Michael is cut off by a piercing cry and I am so irritated by him that it takes me a second to register that the cry comes from the terrace behind us. Trey, on the other hand, is out of his seat and bolting toward Tori’s crumpled body in an instant, taking the wide stone steps two at a time. Soon I am there, too, beside Trey, leaning over her and looking down at her foot, which is already starting to swell around her sandals.

“I fell,” she says with a weak laugh. “I’m such a spaz.”

“Does it hurt?” I ask, but I’m cut off by Michael, who is climbing along the orange-and-rust colored mums over to Tori’s other side as agilely as one of those donkeys that climb along the sides of the Grand Canyon.

“Don’t move,” he barks. “Don’t try to get up on your own.”

Tori smiles grimly and nods. I can tell she is holding back tears.

“Does it hurt bad?” Trey asks.

“I’ll be okay.”

“You should definitely have that looked at,” Michael tells her, then turns to Trey and says, “It’s probably a sprain but it could be a fracture. You should get her to the urgent care place in East Longbourne.”

“Shouldn’t she go to the ER, just to be sure?” I ask.

“No,” Michael tells me. “You don’t want to go into Netherfield tonight.”

“Look,” I spit out, “I know everyone in Longbourne acts like going into Netherfield, the big bad city, is like a trip into downtown Kabul, but shouldn’t she see a doctor as soon possible?”
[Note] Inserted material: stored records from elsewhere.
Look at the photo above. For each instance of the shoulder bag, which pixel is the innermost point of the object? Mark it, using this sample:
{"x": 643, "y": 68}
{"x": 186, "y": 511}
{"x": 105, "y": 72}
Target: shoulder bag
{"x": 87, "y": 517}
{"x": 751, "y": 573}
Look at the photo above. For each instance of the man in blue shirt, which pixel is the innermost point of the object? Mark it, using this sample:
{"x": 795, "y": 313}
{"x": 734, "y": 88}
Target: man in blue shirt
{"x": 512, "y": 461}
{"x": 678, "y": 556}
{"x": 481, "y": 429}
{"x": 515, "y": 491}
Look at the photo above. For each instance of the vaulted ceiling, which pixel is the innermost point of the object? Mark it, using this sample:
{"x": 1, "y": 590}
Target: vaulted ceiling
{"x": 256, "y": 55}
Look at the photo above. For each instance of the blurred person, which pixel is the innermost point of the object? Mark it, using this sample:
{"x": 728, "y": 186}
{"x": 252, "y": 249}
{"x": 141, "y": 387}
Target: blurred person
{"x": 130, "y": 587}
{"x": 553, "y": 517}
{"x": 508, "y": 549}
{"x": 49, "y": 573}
Michael gives me a look that could curdle milk. “I am not passing judgment on Netherfield. You just don’t want to sit in the ER for hours while they take care of all the gunshot wounds and car accidents first. Or do you, just to prove how much more worldly and enlightened you are than the rest of Longbourne?”

“Owwww!” Tori wails, which at least turns Michael’s attention from me. He says in a voice that is surprisingly gentle, “Tori, can you wiggle your toes?”

She gives toe wiggling a brave attempt but winces so hard Trey and Michael nod to each other. Supporting her under her upper arms, the three of us get Tori to the driveway and into Trey’s red convertible. Willow, meanwhile, is apparently still too absorbed in her conversation with Darien below to recognize that one of her guests is injured—or that Trey is leaving his own welcome party.